Evolution: The Pentagon's appeal of the California ruling [17852] is new — it attempts to close the one judicial gap remaining in Anthropic's favor. The DoW's primary-source press release [18433] now provides direct official confirmation of Anthropic's exclusion from the classified AI vendor roster.
Anthropic
Refused the Pentagon's weapons and surveillance ultimatum; failed to lift the Supply Chain Risk designation in D.C. courts; retains a partial California judicial shield now under Pentagon appeal; holds a $200M DoD agreement alongside the reportedly finalizing $125M White House intelligence community deal; CEO Dario Amodei has spoken publicly about the specific Pentagon uses he refuses to allow.
Evolution: Amodei's public statements are now documented across mainstream outlets including BBC [15755] and social media [18429], elevating the profile and directness of Anthropic's position.
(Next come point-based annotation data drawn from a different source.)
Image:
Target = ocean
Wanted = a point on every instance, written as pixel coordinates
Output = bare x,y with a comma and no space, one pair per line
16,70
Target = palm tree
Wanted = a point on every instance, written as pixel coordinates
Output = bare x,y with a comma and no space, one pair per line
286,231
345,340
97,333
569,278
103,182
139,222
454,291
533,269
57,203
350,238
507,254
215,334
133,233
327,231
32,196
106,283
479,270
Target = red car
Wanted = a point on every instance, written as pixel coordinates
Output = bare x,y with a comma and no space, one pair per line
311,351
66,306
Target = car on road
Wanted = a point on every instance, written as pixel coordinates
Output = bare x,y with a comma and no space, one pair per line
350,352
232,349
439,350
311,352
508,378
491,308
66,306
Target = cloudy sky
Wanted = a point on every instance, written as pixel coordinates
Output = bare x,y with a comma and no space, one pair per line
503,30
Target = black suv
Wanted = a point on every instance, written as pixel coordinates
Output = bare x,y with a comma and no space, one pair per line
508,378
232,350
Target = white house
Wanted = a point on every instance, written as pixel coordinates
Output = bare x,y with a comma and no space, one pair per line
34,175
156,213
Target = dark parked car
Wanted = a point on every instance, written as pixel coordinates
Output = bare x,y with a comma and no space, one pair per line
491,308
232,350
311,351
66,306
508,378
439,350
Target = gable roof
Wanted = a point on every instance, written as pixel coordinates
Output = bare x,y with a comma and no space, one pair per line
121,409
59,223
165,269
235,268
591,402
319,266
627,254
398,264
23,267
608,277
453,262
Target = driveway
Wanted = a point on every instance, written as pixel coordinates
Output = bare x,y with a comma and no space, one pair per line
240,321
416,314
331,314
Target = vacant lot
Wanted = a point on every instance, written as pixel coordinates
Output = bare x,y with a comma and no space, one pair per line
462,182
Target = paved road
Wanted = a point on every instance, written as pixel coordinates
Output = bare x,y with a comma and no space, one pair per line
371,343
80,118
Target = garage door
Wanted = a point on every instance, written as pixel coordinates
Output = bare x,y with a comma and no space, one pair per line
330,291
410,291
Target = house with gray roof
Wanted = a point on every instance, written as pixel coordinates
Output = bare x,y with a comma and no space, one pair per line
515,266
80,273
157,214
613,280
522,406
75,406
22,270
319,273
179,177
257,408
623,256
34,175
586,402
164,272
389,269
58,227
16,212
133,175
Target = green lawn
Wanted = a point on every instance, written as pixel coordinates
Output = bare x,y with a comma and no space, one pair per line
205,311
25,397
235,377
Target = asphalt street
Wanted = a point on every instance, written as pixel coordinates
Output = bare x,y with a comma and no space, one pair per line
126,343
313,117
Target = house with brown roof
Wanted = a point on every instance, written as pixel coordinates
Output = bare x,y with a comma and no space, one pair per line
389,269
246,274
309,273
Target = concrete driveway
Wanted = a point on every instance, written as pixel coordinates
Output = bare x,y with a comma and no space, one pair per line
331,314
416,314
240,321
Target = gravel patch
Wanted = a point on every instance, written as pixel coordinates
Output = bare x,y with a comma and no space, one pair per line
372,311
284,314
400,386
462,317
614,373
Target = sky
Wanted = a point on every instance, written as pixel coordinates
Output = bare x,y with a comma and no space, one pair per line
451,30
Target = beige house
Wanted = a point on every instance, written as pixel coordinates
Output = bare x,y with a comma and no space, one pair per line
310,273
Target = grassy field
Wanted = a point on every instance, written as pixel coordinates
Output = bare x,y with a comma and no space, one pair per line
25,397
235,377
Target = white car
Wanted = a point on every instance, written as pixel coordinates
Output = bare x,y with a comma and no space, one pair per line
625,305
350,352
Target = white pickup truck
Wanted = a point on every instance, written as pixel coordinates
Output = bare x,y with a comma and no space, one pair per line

The amicus brief from 149 former judges [18430] represents significant external legal-community support that was not present in prior coverage.
Federal judiciary
Split across jurisdictions: a California federal court blocked broad federal contracting restrictions on Anthropic; D.C. district and circuit courts upheld the Pentagon's Supply Chain Risk designation; the Pentagon is now appealing the California order, which could eliminate the only judicial protection Anthropic holds outside D.C.
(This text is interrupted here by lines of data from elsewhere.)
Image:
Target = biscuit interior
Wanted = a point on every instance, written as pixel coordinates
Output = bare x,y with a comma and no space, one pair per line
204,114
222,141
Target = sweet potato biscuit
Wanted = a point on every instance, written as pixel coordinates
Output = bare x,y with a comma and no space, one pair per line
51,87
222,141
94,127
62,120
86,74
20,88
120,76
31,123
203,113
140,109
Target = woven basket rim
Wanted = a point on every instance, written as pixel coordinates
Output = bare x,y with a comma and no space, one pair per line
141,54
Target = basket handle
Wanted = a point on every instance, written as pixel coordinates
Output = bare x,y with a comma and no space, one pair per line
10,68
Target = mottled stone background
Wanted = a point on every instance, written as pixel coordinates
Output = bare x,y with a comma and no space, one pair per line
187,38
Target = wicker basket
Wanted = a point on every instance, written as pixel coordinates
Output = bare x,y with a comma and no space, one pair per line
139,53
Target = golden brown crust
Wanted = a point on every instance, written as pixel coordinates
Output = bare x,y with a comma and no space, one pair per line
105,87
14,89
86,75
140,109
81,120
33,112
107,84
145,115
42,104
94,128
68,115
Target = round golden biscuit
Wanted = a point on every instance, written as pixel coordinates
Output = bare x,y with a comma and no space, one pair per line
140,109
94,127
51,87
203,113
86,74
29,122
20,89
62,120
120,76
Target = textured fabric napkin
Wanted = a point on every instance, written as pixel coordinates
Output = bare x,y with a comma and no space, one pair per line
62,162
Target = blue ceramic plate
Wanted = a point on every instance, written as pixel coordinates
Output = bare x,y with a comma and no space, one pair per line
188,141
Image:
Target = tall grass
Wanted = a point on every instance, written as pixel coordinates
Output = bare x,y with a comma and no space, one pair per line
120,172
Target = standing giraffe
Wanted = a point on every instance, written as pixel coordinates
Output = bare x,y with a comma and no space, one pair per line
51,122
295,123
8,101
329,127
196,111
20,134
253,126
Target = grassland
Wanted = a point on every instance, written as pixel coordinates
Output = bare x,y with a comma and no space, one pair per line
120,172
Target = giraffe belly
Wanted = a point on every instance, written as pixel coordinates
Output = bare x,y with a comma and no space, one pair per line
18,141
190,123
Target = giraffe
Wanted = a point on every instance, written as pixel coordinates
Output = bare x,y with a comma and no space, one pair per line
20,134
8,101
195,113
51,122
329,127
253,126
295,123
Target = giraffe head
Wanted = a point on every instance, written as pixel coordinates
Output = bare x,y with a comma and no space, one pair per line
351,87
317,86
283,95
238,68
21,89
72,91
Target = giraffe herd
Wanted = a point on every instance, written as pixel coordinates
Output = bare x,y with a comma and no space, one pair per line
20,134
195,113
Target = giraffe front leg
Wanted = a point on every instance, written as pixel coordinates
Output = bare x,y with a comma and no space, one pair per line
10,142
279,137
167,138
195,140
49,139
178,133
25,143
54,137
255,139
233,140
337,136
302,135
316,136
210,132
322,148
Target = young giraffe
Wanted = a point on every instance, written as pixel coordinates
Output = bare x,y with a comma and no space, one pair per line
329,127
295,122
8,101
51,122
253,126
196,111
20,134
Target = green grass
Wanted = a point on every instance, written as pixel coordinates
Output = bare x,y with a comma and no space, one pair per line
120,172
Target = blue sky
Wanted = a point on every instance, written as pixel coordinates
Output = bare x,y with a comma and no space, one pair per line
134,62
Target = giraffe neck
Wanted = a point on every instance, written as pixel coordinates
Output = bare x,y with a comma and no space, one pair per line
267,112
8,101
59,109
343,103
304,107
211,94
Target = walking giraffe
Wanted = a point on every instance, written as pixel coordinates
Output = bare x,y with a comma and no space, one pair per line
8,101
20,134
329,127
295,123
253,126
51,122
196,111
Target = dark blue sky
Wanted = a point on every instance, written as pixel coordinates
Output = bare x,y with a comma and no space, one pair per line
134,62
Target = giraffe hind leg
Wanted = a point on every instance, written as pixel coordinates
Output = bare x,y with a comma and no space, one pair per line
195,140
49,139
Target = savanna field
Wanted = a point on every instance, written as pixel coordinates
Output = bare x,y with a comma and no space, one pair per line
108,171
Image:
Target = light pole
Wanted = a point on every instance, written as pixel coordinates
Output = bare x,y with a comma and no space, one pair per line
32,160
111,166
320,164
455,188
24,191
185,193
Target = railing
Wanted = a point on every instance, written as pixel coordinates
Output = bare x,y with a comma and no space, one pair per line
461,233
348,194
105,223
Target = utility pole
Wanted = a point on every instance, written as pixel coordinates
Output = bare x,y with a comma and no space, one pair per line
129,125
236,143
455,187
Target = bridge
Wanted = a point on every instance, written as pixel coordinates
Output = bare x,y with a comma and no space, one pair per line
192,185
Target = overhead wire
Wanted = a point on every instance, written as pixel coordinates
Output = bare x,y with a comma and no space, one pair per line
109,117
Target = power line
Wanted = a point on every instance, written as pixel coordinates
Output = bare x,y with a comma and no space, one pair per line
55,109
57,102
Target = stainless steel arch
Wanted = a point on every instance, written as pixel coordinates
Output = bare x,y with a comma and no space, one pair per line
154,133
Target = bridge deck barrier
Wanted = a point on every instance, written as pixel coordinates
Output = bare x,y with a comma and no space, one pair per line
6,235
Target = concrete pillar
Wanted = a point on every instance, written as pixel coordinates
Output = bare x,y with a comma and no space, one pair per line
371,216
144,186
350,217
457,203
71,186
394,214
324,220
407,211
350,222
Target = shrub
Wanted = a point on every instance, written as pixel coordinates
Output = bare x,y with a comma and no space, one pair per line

Evolution: The Pentagon's appeal of the California order [17852] adds a new procedural front that, if successful, would leave Anthropic with no active judicial protection against the designation's effects.
Trump administration / White House
Trump ordered the government-wide ban on Anthropic tools after the weapons-and-surveillance refusal, and has also said a DoD deal is 'possible'; the White House separately cleared an Anthropic-NSA deal over direct Pentagon objection and is committing $9 billion in spy-agency AI spending, demonstrating a documented internal contradiction between its military and intelligence procurement postures toward Anthropic.
Evolution: The White House clearing the NSA deal over explicit Pentagon objection [18431] is the most concrete evidence yet of intra-executive division — previously this was inferred from parallel deal reports; now it is documented as an override of the military's position.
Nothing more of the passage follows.